BANJARBARU, Poros Kalimantan – Dua tahun belakangan, isu kesehatan mental menggema. Khususnya di beragam platform sosial media. Kesadaran akan pentingnya sehat mental mulai terbangun. Hal tersebut juga didasari banyaknya bukti keresahan sebagian orang. Di mana sosial media menjadi tempat menempatkannya. Di lain sisi, sosial media juga kerap menjadi penyebabnya.
Berdasarkan riset kesehatan dasar yang dilakukan Kementerian Kesehatan di 2018, angka prevalensi gangguan jiwa emosional di Indonesia 9,8 persen.
Padahal di 2013, berkisar 6 persen. Dalam data yang sama, prevalensi depresi mencapai angka 6,1 persen. Depresi menjadi satu gejala terganggunya kesehatan mental seseorang. Tak jarang akan berujung pada percobaan mengakhiri hidup sendiri.
Di dalam Undang-undang Republik Indonesia No. 18 tahun 2014 tentang Kesehatan Jiwa menyatakan bahwa kesehatan jiwa adalah kondisi yang menunjukkan seorang individu dapat berkembang secara fisik, mental, spiritual, dan sosial sehingga individu tersebut menyadari kemampuan sendiri, dapat mengatasi tekanan, dapat bekerja secara produktif, dan mampu memberikan kontribusi di komunitasnya.
Penanganan secara tepat diperlukan untuk mempertahankan kesehatan mental.

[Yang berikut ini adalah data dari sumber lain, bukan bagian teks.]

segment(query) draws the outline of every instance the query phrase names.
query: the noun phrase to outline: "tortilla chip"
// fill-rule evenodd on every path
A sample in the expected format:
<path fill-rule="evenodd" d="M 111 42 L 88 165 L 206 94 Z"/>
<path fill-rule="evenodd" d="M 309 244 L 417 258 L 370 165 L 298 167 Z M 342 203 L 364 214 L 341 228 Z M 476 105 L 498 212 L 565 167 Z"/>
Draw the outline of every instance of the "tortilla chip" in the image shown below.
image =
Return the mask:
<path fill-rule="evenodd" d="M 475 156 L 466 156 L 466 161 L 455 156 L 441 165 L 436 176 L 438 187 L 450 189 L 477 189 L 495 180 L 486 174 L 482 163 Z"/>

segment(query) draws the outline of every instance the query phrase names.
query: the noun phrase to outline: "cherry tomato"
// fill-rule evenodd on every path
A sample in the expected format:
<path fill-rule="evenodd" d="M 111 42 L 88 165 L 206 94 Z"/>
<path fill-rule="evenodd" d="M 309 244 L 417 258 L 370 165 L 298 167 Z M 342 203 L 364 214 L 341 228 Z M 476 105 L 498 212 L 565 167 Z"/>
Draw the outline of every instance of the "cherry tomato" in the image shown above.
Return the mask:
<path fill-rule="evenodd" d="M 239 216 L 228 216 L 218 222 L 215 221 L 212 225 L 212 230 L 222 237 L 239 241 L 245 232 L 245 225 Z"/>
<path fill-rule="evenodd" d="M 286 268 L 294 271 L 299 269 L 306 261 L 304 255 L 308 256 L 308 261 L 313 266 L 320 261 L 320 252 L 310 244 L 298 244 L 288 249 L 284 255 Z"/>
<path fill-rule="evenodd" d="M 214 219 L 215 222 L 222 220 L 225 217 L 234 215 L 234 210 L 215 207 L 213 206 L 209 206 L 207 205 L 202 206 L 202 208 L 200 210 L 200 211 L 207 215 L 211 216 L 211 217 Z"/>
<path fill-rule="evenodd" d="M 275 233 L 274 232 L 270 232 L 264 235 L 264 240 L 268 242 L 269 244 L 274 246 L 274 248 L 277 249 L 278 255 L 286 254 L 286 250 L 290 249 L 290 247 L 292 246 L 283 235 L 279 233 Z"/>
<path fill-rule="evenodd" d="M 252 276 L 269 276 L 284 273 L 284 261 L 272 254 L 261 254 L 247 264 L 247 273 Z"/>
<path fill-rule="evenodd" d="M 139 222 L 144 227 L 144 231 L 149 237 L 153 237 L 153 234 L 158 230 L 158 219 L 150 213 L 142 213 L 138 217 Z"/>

Menurut pakar dan dosen Program Studi Psikologi Fakultas Kedokteran Universitas Lambung Mangkurat, Jehan Safitri menerangkan, kekhawatiran akan penilaian dari orang lain akan masalah mental menjadi penghalang seseorang untuk menceritakannya.
“Jadi banyak yang menghadapi persoalannya tidak dengan menyelesaikan secara tuntas, dan tanpa disadari dapat menjadi pemicu gangguan psikologis lain di masa depan,” terang Jehan.
Selain itu stigma yang melekat juga jadi tantangan. Bahwa dengan pergi ke psikolog ataupun psikiater adalah aib. Padahal hal tersebut adalah cara penting. Untuk meredakan masalah mental. Dan upaya pencegahan efek yang parah kedepannya.